Le script articule son propose autour du nombre Pi, d'un mathématicien de génie persuadé que l'univers peut se résumer à une séquence mathématique et que trouver la bonne équation permettrait de deviner certains éléments de l'avenir ; autour de cette histoire se mettent en place des éléments ressortant de la science-fiction, du fantastique, du thriller paranoïaque ou de l'épistémologie, mais, avant toute autre chose, autour de cette histoire se met en place un drame humain basé sur l'incapacité du héros à s'intégrer à ce monde qu'il a pourtant si bien compris. Les thématiques scénaristiques habituelles d'Aronofsky vont transcender l'histoire de base au delà de son simple genre catégoriel. Par son habituel dyptique maladie/passion - obsession ? - il offre à « Pi » un ancrage presque bassement matériel alors même que son scénario va amener le héros à parcourir des chemins plus métaphysiques, oniriques et religieux. Si Pi ne s'avère pas vraiment convaincant lorsqu'il tente de répondre aux mystères de l'univers, et encore moins lorsque qu'il essaie de tous les unifier, son utilisation des mathématiques tend à donner à son scénario des bases concrètes s'appuyant sur des réalités scientifiques avérées. Le paradoxe naissant de cette dichotomie entre les ambitions portées par l'histoire et le traitement offert par le script va ainsi donner à « Pi » une optique riche porteuse de nombreuses pistes de réflexion.
Dommage, cependant, que l'écriture des personnages soit à ce point minimaliste qu'elle annihile tout semblant d'intensité dramatique, le spectateur ne pouvant légitimement éprouver aucune forme d'empathie vis à vis de protagonistes se limitant à leurs simples concepts de départ (le mathématicien, le mentor, la voisine, le rabbin, la business-woman, etc.). Cela a malheureusement des répercussions sur le résultat final en ce que les acteurs n'arrivent jamais à faire sortir leurs personnages de ces carcans rigides, s'avérant, à l'exception du vieux mentor interprété par Mark Margolis, aussi anecdotiques et transparents que de simples figurants. Ainsi, parce qu'il est presque impossible de s'attacher à eux, et notamment au personnage principal interprété par Sean Gullette - qui livre malgré tout une prestation convaincante - l'émotion inhérente au script ne peut malheureusement jamais trouver la concrétisation voulue par Aronofsky. Mais là où le script commence à montrer ses limites, la mise en scène d'Aronofsky prend le relai pour transformer le film en une véritable expérience visuelle et auditive. On pourra certes reprocher au cinéaste d'avoir usé de techniques formelles presque scolaires pour transposer les émotions du héros - il semble glisser sur le sol quand il est malade, utilisation d'un grand angle lors de ses crises de paranoïa, en contre-point duquel on va trouver des plans serrés lorsqu'il s'isole pour réfléchir - mais le résultat est pourtant une indéniable réussite. S'appuyant sur une musique en parfaite adéquation avec les images - signée par le talentueux Clint Mansell - Aronofsky réussit à traduire en langage cinématographique les maux de son protagoniste principal. « Pi » se vit donc plus qu'il ne se regarde, l'expérience pouvant aller jusqu'à une laideur presque atroce lorsqu'il s'agit d'accompagner des crises migraineuses, la musique devenant fausse et stridente et les contrastes de l'image étant poussé à leur paroxisme.
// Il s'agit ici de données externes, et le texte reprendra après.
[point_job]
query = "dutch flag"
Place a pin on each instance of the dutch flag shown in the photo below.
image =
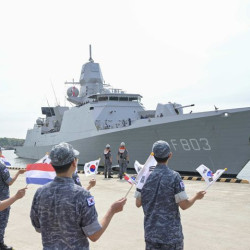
(40, 172)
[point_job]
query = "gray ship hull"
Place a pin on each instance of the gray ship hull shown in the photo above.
(217, 139)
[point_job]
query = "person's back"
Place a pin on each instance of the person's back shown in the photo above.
(63, 205)
(161, 196)
(161, 212)
(63, 212)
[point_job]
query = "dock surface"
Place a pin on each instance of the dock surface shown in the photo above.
(218, 222)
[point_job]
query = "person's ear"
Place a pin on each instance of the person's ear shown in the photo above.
(170, 155)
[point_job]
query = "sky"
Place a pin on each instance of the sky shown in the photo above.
(185, 51)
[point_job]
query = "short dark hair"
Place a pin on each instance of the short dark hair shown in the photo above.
(63, 168)
(161, 160)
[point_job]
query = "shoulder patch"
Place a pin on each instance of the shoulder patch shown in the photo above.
(91, 201)
(182, 185)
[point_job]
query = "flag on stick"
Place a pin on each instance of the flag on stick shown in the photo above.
(138, 167)
(147, 169)
(4, 161)
(40, 172)
(91, 167)
(129, 179)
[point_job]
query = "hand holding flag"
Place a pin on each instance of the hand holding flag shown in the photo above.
(4, 161)
(146, 171)
(91, 167)
(40, 172)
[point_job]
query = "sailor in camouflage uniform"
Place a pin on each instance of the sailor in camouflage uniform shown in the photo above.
(160, 197)
(5, 182)
(123, 159)
(107, 161)
(64, 213)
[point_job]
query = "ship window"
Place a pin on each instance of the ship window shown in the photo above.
(123, 98)
(133, 99)
(113, 98)
(102, 98)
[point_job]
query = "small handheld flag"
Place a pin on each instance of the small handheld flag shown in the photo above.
(91, 167)
(4, 161)
(129, 179)
(40, 172)
(138, 167)
(147, 169)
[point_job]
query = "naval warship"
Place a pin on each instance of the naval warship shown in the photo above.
(104, 115)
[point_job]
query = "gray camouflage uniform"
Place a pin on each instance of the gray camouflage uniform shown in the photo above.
(123, 162)
(160, 196)
(5, 179)
(65, 215)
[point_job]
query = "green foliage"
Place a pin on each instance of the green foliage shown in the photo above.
(11, 142)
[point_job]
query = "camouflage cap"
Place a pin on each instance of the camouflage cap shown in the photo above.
(161, 149)
(62, 154)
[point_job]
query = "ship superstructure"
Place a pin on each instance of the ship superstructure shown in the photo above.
(105, 115)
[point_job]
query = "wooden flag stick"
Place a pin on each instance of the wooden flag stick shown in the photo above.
(129, 191)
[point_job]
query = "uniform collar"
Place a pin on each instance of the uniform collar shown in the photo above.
(161, 166)
(63, 179)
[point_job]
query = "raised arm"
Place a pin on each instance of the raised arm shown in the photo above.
(116, 207)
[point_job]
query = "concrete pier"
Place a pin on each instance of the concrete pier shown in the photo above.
(218, 222)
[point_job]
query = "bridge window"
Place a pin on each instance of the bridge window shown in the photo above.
(113, 98)
(133, 99)
(102, 98)
(123, 99)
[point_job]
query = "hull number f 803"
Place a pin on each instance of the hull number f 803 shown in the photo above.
(191, 144)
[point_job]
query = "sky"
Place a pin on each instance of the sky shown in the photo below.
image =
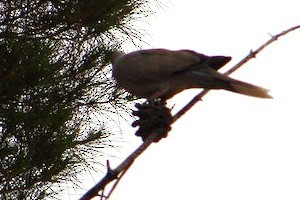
(228, 146)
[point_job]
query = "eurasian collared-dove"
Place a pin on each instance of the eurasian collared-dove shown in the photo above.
(162, 73)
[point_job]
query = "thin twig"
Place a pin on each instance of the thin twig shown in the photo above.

Cette volonté d'inscrire le film dans une esthétique bien particulière est également symptomatique du travail d'Aronofsky. En effet, l'aspect visuel de ses films porte toujours les marques d'un travail artistique poussé, que cela soit pour obtenir un rendu sublime (« The Fountain ») ou pour avoir une image volontairement "dégueulasse" (« The Wrestler »). Dans « Pi », la photographie noir et blanc - signée Matthew Libatique - à l'origine probablement utilisée pour masquer le manque de budget, est poussée jusqu'à éliminer presque toutes les nuances de gris ; les décors, résultant d'une accumulation de bric à brac que l'on pourrait trouver dans n'importe quelle décharge, renforcent tout l'aspect intemporel du film ; le montage et le grain de l'image, presque grossiers, donne au tout l'esthétique d'un vieux documentaire. C'est ici que se situe probablement le paradoxe le plus intéressant offert par Pi, en ce que tout ce qui rend le film visuellement laid est en réalité le fruit d'une véritable réflexion.